Is the laptop a Presario V4000?

Somehow I think you are going to say there is no CD drive either on
the system, but...

Run a test of your RAM with memtest86+ (I know it is boring and will
cost you a CD).

Memtest86+ is a more up to date version of the old memtest program and
they are not the same.

The memtest86+ will not run under Windows, so you will need to
download the ISO file and create a bootable CD, boot on that and then
run the memtest86+ program.

If even a single error is reported that is a failure and should make
you suspicious of your RAM.

If you have multiple sticks of RAM you may need to run the test on
them one at a time and change them out to isolate the failure to a
particular single stick.
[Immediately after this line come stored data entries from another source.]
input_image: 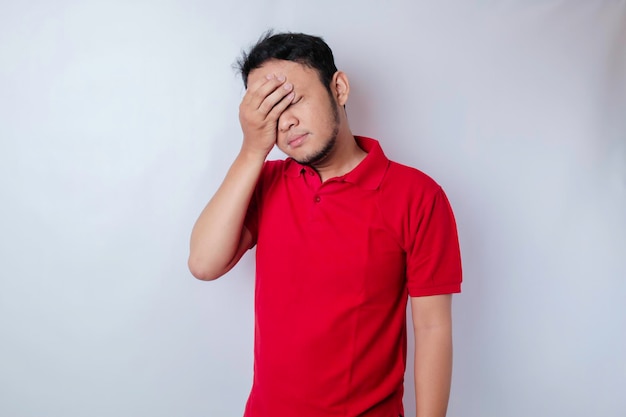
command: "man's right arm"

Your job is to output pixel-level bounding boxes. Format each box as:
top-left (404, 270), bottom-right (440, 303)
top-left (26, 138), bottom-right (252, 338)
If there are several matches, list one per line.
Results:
top-left (188, 73), bottom-right (295, 280)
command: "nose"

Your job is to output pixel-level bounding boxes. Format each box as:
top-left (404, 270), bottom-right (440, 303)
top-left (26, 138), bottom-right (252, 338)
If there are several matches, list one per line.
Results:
top-left (278, 108), bottom-right (298, 132)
Always keep at least the first bank of RAM
occupied so the test will find something to do and there is enough to
boot your system.

Sometimes, reseating the RAM in the slots will relieve the error but a
failure is still cause for suspicion.

The file and instructions are here:

http://www.memtest.org/

If someone says to run memtest86, you can say that you know memtest86+
supercedes memtest86 and here's why:

http://en.wikipedia.org/wiki/Memtest86
 
laurie said:
my daughter turned on her laptop and got the bsod at first it didint have any
messages she was able to boot to windows and received a message that the user
interface faulire in dll.msgnia.dll. then it wouldn't show a display she
tried again and got bsod and this message PSN-list_corrupt. i googled but
the only thing in english i could find was on PFN_list_corrupt. please help
daughter is across state in college and needs laptop to work. she hasn't
changed anything on it and it was working fine up to 3 days ago.

Has your daughter tried to boot into Windows Safe Mode? If the problem
still happens when in Safe Mode, then it's likely bad RAM. If the
problem doesn't happen in Safe Mode, then the problem may be caused by a
faulty device driver.

As others have pointed out, try to run Memtest86+ on the machine. One
easy way to get this Memtest is to download a Linux Live CD of Ubuntu,
or other Linux distro, they usually come with Memtest86+ by default to
test for bad RAM. You can run it straight off of the CD drive, you won't
have to install the operating system to the hard disk.

And if it passes the Memtest, then you can try to see if it boots into
Linux without any incidence too. If it goes to Linux without a problem,
then the problem is confirmed that it's a Windows device driver problem.